NUNCA le había prestado demasiada atención al fenómeno de la suerte del principiante. Me parecía, como su propio nombre indica, una simple cuestión de suerte y ya.
Pero el libro Zen en el arte del tiro con arco, del filósofo europeo Eugen Herrigel (1884-1955), me ha dado un enfoque nuevo sobre el asunto.
Herrigel cuenta su experiencia como discípulo del maestro Awa Kenzo, en el arte del kyudo (tiro con arco), durante su estancia en Japón entre los años 1924 y 1929.
El pobre Herrigel estuvo meses y meses repitiendo las posturas del arquero, agotado de mantener la tensión del arco, disparando contra un rollo de paja, apenas a dos metros de distancia, sin progresar nada de nada, a criterio de su maestro. En el arte del kyudo, la flecha «se» dispara sola en el momento oportuno, no la dispara el arquero a su voluntad. Cuanto más se empeñe en acertar en el blanco, confiando conscientemente en su destreza o en emplear cualquier técnica, peor resulta. Por absurdo que parezca, el arquero no tiene que apuntar, debe desprenderse de cualquier intención de dar en el blanco y de su propio yo. (Este concepto lo conecto con el principio del wu wei del taoismo, del que hablé en el palike #186, pero ya volveré sobre él en otro momento).
Cierto día Herrigel se dio cuenta de que «se» había hecho un buen disparo, porque su maestro hizo una reverencia, y exteriorizó su alegría. Pero el maestro se enfadó con él, porque alegrarse, igual que enfadarse en caso de fallar, es un acto superfluo que no aporta nada al hecho en sí. La virtud no tiene otro premio que la propia virtud.
Si el rollo místico del maestro Kenzo era una simple fantasmada, lo disimulaba bien: era capaz de dar en el blanco, en total oscuridad, a 28 metros (la distancia estándar del kyudo), e incluso conseguía que una segunda flecha partiera por la mitad a la primera, que ya estaba clavada en la diana (tipo película de Robin Hood y tal).
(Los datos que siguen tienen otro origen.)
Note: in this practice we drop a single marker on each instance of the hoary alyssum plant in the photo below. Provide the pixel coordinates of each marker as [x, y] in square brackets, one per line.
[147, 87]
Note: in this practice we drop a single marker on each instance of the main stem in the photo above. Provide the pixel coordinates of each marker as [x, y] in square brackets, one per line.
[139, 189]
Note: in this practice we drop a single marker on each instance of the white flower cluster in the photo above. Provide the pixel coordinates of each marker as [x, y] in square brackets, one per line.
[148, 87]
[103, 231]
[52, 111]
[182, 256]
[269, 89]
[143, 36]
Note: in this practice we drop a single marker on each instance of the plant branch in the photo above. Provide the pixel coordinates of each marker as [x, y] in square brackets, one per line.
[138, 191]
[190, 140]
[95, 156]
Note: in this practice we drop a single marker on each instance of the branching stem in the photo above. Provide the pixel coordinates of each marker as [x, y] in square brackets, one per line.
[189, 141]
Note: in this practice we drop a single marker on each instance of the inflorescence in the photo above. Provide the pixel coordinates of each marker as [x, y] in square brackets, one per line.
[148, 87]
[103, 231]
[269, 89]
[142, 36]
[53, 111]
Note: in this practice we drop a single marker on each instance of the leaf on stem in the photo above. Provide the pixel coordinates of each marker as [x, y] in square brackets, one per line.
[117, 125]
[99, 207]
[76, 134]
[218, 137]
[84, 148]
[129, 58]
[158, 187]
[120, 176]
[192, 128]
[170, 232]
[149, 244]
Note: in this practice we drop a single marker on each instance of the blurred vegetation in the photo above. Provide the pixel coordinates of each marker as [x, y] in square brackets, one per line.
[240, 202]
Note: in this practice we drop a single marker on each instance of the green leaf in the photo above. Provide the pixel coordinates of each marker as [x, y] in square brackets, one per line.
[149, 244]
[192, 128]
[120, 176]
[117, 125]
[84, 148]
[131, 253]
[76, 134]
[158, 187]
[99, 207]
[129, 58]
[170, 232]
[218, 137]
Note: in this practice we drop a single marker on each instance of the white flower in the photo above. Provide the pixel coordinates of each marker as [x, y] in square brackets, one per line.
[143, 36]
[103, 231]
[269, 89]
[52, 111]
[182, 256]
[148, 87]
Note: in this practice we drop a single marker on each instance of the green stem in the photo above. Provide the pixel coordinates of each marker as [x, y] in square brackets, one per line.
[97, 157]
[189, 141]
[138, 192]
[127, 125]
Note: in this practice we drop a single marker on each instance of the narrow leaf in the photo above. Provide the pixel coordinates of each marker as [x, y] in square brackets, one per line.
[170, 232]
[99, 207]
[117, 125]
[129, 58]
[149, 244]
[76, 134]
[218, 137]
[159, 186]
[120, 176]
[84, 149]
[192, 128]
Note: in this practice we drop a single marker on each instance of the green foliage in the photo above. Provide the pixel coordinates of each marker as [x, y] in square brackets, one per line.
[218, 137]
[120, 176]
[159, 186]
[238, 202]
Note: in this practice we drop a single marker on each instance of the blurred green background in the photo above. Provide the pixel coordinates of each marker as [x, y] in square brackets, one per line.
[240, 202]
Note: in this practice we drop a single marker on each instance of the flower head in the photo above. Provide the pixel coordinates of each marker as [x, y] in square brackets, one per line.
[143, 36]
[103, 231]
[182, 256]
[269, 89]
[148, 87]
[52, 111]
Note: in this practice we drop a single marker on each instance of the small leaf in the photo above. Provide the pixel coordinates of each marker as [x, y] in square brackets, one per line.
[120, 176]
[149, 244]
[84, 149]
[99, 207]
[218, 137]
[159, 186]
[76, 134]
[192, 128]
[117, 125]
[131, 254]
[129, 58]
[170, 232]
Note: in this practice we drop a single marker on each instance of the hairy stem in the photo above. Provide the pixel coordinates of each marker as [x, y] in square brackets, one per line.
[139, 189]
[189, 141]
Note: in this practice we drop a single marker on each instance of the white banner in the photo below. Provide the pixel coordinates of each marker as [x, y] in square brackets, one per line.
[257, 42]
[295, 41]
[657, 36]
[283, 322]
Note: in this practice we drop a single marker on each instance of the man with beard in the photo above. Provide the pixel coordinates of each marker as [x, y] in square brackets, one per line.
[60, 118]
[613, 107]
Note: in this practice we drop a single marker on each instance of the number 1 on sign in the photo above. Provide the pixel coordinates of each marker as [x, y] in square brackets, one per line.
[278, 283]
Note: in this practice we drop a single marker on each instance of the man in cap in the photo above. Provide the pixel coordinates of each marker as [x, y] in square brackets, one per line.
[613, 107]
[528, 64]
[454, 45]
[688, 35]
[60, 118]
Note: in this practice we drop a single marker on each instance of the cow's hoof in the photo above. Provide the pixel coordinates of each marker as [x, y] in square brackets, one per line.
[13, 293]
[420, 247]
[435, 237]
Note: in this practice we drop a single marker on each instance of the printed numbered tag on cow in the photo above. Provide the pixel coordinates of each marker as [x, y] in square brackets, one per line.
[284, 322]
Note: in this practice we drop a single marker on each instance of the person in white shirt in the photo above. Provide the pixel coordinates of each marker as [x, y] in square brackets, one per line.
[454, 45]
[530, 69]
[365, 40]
Esta historia me hizo pensar en la suerte del principiante. Aquel que prueba algo por primera vez (tiro con arco o cualquier otra cosa) no tiene ninguna presión, porque lo normal es que lo haga mal. Entonces actúa con espontaneidad y acierta. La gente se asombra y lo felicita. Cuando vuelve a llegar su turno, el principiante quiere repetir o mejorar su resultado anterior. Ahora siente la presión, intenta poner las manos o el cuerpo de esta o aquella manera de forma consciente… y el intento le sale rematadamente mal. Lo de antes fue la suerte del principiante, dicen todos.
Como europeos random que somos, podemos pensar que la filosofía del kyudo y otras artes orientales son un simple ceremonial vacío, pero a lo mejor la suerte del principiante es un efímero atisbo de esa otra realidad, que se nos muestra como una llamita, pero no la sabemos avivar, sino que la extinguimos con un brusco soplido de pragmatismo occidental.